# Ad-Aware 6: Reference Guide



## winchester73 (Aug 18, 2003)

Ad-Aware 6, Build 181
Complete Reference Guide
By Winchester73

Please print these instructions to make it easier to follow during set-up and use.

*About Ad-Aware 6*
Ad-Aware 6 is a powerful tool that is used to detect and give the user the ability to quarantine and safely remove the offending objects that are targeted.
More about Ad-Aware below these instructions for use.

*Step 1- Download and Install Ad-Aware 6*
Please download your copy of the free Ad-Aware 6 Personal Build 181 from here: http://www.lavasoft.de/support/download/
If you have ever had Ad-Aware on your computer before, please first uninstall it via Add\Remove Programs before installing the new version. Install A-A after closing as many running programs as possible.

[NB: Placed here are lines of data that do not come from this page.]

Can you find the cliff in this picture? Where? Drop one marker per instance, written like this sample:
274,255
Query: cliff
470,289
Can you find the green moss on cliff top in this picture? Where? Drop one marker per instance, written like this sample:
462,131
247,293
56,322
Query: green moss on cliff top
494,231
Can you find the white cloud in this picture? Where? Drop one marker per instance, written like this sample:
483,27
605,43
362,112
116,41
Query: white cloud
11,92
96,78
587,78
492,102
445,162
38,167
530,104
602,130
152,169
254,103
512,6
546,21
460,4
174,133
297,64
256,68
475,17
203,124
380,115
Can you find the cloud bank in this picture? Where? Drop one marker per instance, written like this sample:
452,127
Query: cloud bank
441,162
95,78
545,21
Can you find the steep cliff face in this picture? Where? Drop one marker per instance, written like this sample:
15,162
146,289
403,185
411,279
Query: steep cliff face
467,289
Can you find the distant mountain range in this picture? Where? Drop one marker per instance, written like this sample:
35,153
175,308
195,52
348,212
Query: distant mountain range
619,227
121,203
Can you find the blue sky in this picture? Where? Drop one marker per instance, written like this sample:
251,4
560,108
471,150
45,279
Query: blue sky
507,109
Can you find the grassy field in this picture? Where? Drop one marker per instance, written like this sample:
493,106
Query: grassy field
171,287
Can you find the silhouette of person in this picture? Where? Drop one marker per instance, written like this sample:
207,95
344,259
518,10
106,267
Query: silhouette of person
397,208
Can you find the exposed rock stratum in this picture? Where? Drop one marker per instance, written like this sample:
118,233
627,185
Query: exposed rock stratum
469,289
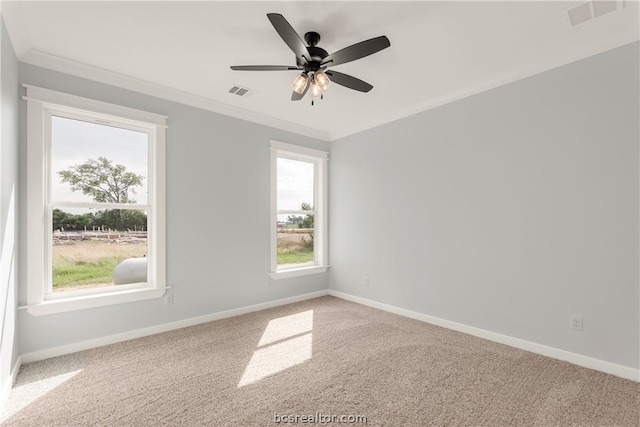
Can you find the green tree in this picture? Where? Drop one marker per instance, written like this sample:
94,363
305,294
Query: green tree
307,221
106,182
103,181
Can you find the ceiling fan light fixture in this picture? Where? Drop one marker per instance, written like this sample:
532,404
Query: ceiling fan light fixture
299,83
321,79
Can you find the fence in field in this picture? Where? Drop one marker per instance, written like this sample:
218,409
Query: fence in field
107,235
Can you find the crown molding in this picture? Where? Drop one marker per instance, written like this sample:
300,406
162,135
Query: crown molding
78,69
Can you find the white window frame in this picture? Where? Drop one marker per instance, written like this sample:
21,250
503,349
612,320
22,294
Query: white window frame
319,159
42,104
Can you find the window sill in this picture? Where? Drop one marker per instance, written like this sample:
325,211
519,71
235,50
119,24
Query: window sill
91,301
296,272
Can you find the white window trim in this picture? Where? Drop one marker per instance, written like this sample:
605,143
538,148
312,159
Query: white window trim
41,102
296,152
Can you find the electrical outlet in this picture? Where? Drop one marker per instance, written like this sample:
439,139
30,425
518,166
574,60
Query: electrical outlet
576,322
168,299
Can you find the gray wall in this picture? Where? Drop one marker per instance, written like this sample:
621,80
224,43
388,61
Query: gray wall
218,202
508,210
8,204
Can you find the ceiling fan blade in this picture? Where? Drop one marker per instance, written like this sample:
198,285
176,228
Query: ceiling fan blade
295,96
348,81
289,35
357,51
263,67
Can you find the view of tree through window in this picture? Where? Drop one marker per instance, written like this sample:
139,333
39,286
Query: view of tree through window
295,211
98,214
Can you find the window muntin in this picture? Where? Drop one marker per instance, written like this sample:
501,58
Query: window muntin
298,210
66,131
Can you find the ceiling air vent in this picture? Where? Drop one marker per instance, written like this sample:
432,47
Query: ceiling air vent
241,91
592,9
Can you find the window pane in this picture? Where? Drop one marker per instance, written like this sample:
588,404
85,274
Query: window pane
97,163
97,248
295,240
295,184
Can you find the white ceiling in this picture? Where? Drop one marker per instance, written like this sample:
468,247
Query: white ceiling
440,51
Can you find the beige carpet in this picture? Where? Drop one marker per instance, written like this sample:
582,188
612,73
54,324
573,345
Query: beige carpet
325,356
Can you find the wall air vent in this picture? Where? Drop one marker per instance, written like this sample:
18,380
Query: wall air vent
592,9
241,91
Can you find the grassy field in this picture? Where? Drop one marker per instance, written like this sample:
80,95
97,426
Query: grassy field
295,247
286,256
86,262
82,263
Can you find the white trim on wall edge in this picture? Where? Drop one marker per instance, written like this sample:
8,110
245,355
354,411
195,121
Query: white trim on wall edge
555,353
5,390
165,327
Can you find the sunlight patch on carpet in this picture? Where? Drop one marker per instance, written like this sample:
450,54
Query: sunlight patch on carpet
286,342
40,378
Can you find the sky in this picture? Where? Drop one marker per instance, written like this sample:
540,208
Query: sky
73,142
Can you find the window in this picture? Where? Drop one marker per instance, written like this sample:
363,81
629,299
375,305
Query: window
298,210
95,222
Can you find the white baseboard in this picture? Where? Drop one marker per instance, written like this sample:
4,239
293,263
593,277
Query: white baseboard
8,384
139,333
567,356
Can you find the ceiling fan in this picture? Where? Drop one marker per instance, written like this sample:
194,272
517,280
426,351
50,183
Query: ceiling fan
314,61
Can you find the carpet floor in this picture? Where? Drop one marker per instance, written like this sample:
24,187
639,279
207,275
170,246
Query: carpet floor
325,359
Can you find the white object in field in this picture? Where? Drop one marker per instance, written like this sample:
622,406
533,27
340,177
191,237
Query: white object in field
131,270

*Step 2- Updating the Ad-Aware reference file*
You will need to run the Web-update Feature before each scan to make sure you have the current reference file installed. It is imperative that you always have the current Build and Reference File in use to ensure the proper detection and removal of objects.
On the start screen:
Click on the "Check for updates now" hotlink. (The globe at the upper right also opens the web-update feature)
Click "Connect".
If you see that a new reference file is available, click "OK", and it will download and install automatically.
Click "Finish".

If you have a Proxy, you will need to configure the Web-update feature. Click on "Configure", check the "Use HTTP Proxy" option, and enter the information. 
[NOTE: If you need to enter a username\password for your Proxy, you will have to manually update your Reference File]
Connect to the Internet. Click on "Connect", then "Finish" after the update is completed.

*Step 3- Manually updating the reference file*
If you need to update your reference file manually, you can download the file from: 
www.lavasoft.de/ls/reflist.zip
Unzip the folder, and place the file inside your Ad-Aware 6 folder.
Then choose "OK" when asked to over-write it.
If you would like a backup of the previous reference file, simply re-name it "Reflist.ref.old" before moving the new one in.

*Step 4- Configuring Ad-Aware 6 for your first scan*
[NOTE: Ad-Aware 6 has two scanning options: SmartScan and Custom. As explained more fully below, SmartScan is faster, but also less comprehensive. While SmartScan is satisfactory for routine use, it is HIGHLY recommended that your FIRST scan with A-A be a Custom scan. After a thorough cleaning, use the capabilities within SmartScan for everyday use. Think of SmartScan as your regular oil change, whereas the Custom Scan is the 30,000 mile checkup.]

Ad-Aware 6 comes pre-configured with default options that are already ON (green check-mark) ... do not change them. The following are changes that you will need to make to prepare the "Full" custom scan that is recommended for the first look into your computer (instead of a red "x", you will make them a green "check-mark")
[NOTE: any options that are greyed out are only available for users of the paid Plus or Professional versions of A-A]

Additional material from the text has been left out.